Le modifiche alla legge finanziaria 2024-2025 non sono state sufficiente a placare gli animi in Kenya.

Secondo la Commissione nazionale per i diritti umani del Kenya (Knhcr) dal 18 giugno, giorno in cui sono iniziate le proteste contro l’aumento delle tasse, ci sono stati 39 morti e 200 arresti.

Le violenze e gli abusi perpetrati dalle forze dell’ordine hanno incrementato il malcontento della folla.

La folla riunita in svariate piazze del paese e armata solo di smartphone ha cominciato invocare le dimissioni del presidente William Ruto.

Le dure contestazioni smuovono l’intransigenza presidente.

Il presidente corre ai ripari e «dopo aver ascoltato ciò che ha detto il popolo» modifica il Kenya Finance Bill.

IL presidente annuncia le dimissioni della maggior parte dell’esecutivo.

Dal repulisti presidenziale sono salvati solo il vicepresidente Rigathi Gachagua e il ministro degli esteri Musalia Mudavadi.

Come spesso accade in questi casi ascoltare il popolo significa urtare i mercati, la cui reazione non si è fatta attendere.

L’agenzia di rating Moody’s declassa il Kenya da B3 a Caa1, classificandolo come paese a rischio di credito molto elevato.

Leragioni delle proteste e delle violenze

Da Nairobi a Mombasa, da Nakuru a Garissa i giovani keniani scendono in piazza per protestare contro la politica economica del governo.

È la voce della generazione Z.

I nati tra i due millenni, a chiamare Ruto Zaccheo che nella Bibbia è l’esattore delle tasse di Gerico.

Per lo più la folla è composta da giovani studenti universitari che contestano l’aumento delle tasse.

L’imposta aggiunta sui beni di consumo (pane in particolare) per sanare il bilancio.

Le manifestazioni sono organizzate tramite Tik Tok, il social più usato nel paese dell’East Africa. I contestatori ci tengono a sottolineare l’equidistanza da ogni forza politica e la spontaneità delle proteste.

A Raila Odinga, leader del primo partito di opposizione, è stato chiesto espressamente di non scendere in piazza.

Per sfruttare la spontanea mobilitazione popolare a fini elettorali.

Il giugno keniano, per Mutuma Mathiu, storico giornalista del paese, ha trasformato la situazione socio-politica del Kenya. «Protest politics –scrive Mathiu sul suo account X – found a new fulcrum and a new and different geneation of Kenyans found their rather loud voice».

Giovane e non instabile

Le proteste in Kenya, figlie di una realtà magmatica, mostrano un dato incontrovertibile per chi vuole guardare agli sviluppi politici africani libero dal pregiudizio eurocentrico. I giovani africani, in special modo i keniani, non vivono «sulle soglie della storia» (Hegel).

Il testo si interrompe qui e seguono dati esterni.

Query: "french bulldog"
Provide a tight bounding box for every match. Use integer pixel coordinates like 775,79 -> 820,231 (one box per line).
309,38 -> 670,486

Le proteste della generazione Z dimostrano che in Africa, anche lì dove non operano le milizie Wagner.

I governanti democratici sono chiamati a rispondere delle loro operato.

È un atteggiamento miope ritenere l’Africa il terreno dello scontro manicheo tra l’Occidente liberal-capitalistico e l’Oriente dispotico.

In alcune regione dell’Africa fioriscono giovani democrazie liberali.

Tali democrazie non possono essere catalogate come semplici copie di quelle europee o, peggio ancora, emulazioni di modelli astratti e a-storici.

In caso contrario si corre il rischio di pensare che in tutta l’Africa le istituzioni democratiche siano fragili. Infatti, la fragilità statale o la totale assenza di libertà civili e politiche possono riferirsi alle autocrazie africane ma non all’Africa nella sua totalità.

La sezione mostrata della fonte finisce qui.